Three kinds of merganser ducks in North America are examples of related species of life diverging into different niches from a common ancestor, which reduces competition for space and food with their relatives. Mergansers radiated from other species of ducks to exploit a food source (small fish) different from that of other duck species. They don't have the broad, shoveling beaks of other duck species, but developed thin, serrated bills, adapted for seizing fish and other aquatic creatures. And, at the same time, mergansers developed like, and converged with, unrelated, fish-catching species (loons and grebes) because the water habitat they share shaped all of them alike. Mergansers, loons and grebes all have boat-like bodies, webbed feet and beaks shaped for catching small fish.
The three kinds of mergansers in North America diverged from a shared merganser ancestor to catch fish in different water niches in winter, thus reducing competition with each other for that food. Common mergansers generally get their finny prey in the deeper parts of large bodies of fresh water, such as rivers and larger, human-made impoundments. Hooded mergansers usually snare their food from fresh-water creeks and ponds. And red-breasted mergansers catch fish mostly from brackish or salt water in estuaries and back waters off the oceans.
In winter, scores and hundreds of common mergansers raft on the Susquehanna and Delaware Rivers and human-made, fresh-water lakes in southeastern Pennsylvania where I live, as throughout much of the United States. There they are associates of American goldeneyes, buffleheads, scaups and other kinds of ducks, none of which catch fish.
Drake common mergansers have dark backs, green heads, white flanks and red bills. Hens of this species are camouflaged, with gray body feathering and brown heads with ragged crests.
Hooded mergansers generally gather in little groups on the edges of smaller bodies of water and swamps, often in or bordering woodlands. They usually hide under tree branches hanging over the shallows, as do wood ducks.
Male hooded mergansers are handsome with black backs and heads, white chests, chestnut flanks and with a horizontal, white bar on each side of their hoods on their heads and a vertical, white stripe in front of each wing. The white on their hoods gets larger when they raise those hoods in excitement.
Female hooded mergansers are attractive, too, in a plain, camouflaged way. Their plumages are light, tawny-gray with a darker, disheveled crest.

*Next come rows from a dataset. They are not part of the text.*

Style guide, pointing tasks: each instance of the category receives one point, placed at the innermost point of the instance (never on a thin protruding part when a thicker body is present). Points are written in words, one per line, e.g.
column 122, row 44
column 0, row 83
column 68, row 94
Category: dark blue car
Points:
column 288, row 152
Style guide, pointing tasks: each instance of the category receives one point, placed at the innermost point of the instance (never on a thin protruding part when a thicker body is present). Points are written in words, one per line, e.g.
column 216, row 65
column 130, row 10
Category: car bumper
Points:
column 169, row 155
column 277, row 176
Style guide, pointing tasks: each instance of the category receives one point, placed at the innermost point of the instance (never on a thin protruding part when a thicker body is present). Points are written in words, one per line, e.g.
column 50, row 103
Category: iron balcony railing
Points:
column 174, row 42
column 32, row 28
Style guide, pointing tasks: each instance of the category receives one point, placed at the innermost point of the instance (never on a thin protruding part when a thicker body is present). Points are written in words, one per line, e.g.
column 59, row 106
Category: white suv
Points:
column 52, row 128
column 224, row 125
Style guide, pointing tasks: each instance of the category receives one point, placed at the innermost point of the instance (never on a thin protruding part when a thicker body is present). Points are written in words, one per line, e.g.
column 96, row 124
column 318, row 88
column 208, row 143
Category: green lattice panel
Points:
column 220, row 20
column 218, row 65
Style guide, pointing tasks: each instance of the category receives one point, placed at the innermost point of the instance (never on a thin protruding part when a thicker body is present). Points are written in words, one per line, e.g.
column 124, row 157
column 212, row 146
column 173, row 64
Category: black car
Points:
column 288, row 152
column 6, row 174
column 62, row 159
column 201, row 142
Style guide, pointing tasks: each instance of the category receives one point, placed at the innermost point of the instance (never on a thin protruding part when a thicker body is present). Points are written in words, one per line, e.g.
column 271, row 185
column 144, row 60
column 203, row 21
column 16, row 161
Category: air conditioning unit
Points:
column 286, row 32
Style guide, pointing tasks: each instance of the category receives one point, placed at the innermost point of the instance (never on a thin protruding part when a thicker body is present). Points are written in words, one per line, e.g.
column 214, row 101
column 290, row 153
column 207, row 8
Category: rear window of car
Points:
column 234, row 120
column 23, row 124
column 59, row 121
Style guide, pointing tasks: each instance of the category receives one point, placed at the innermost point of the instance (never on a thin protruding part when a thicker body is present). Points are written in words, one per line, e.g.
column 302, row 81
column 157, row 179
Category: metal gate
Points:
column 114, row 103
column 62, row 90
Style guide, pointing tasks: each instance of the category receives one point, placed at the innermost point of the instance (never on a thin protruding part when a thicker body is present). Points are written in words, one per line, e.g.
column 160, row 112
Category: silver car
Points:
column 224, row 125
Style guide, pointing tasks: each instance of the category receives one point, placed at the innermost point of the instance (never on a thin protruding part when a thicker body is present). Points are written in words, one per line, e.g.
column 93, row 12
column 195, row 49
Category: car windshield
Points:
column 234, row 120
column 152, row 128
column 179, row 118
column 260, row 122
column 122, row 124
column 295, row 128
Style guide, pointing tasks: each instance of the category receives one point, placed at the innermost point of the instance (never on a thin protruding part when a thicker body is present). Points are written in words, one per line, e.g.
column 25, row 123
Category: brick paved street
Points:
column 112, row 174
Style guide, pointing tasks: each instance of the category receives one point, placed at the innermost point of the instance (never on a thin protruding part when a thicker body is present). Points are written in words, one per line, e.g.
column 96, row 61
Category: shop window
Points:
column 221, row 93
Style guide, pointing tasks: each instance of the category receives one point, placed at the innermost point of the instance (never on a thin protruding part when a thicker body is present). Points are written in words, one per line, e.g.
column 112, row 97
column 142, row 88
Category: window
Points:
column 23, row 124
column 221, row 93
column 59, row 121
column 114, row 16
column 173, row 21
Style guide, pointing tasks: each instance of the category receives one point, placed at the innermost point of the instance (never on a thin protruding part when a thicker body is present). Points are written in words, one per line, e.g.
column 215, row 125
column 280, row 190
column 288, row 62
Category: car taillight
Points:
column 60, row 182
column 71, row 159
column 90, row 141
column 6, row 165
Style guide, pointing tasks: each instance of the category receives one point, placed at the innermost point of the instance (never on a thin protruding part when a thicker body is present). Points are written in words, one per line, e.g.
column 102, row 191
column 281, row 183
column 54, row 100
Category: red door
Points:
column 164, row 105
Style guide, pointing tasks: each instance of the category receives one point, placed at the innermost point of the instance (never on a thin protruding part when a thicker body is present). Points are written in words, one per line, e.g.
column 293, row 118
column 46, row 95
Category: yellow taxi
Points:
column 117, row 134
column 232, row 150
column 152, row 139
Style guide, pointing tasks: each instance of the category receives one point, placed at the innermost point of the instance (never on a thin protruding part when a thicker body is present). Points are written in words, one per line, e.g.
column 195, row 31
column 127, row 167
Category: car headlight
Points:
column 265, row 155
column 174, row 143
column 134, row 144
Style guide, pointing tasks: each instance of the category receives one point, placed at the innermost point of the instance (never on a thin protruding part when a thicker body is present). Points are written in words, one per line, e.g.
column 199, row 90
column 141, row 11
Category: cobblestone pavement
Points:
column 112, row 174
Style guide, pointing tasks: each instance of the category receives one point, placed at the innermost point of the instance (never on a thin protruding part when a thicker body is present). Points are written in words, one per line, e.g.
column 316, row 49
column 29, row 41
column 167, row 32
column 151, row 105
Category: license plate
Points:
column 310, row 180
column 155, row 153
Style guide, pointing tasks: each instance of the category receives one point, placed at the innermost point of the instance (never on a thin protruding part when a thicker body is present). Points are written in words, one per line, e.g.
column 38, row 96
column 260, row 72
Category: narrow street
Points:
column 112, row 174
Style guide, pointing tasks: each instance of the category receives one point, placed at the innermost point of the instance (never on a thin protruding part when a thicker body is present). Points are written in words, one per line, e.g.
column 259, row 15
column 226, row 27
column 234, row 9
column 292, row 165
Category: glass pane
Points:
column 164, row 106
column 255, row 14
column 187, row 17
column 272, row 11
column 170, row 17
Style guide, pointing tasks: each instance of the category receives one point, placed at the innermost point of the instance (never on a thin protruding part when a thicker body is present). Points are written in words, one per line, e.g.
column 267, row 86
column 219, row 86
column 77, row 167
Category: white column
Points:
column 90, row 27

Red-breasted mergansers winter mostly along the seacoast that they share with a variety of sea ducks, including scoters and other species. They uncommonly migrate north through southeastern Pennsylvania in March. A few land on larger bodies of water in this area to catch fish before moving on. Red breast males have green heads, each with a crest, dark backs and light-gray flanks. Females have gray bodies and brown heads with ragged crests.
Mergansers demonstrate how life radiates from common ancestors to take advantage of different niches to have space and food with limited competition with their relatives. And each habitat makes the unrelated species living in it similar, adapted to survive in it.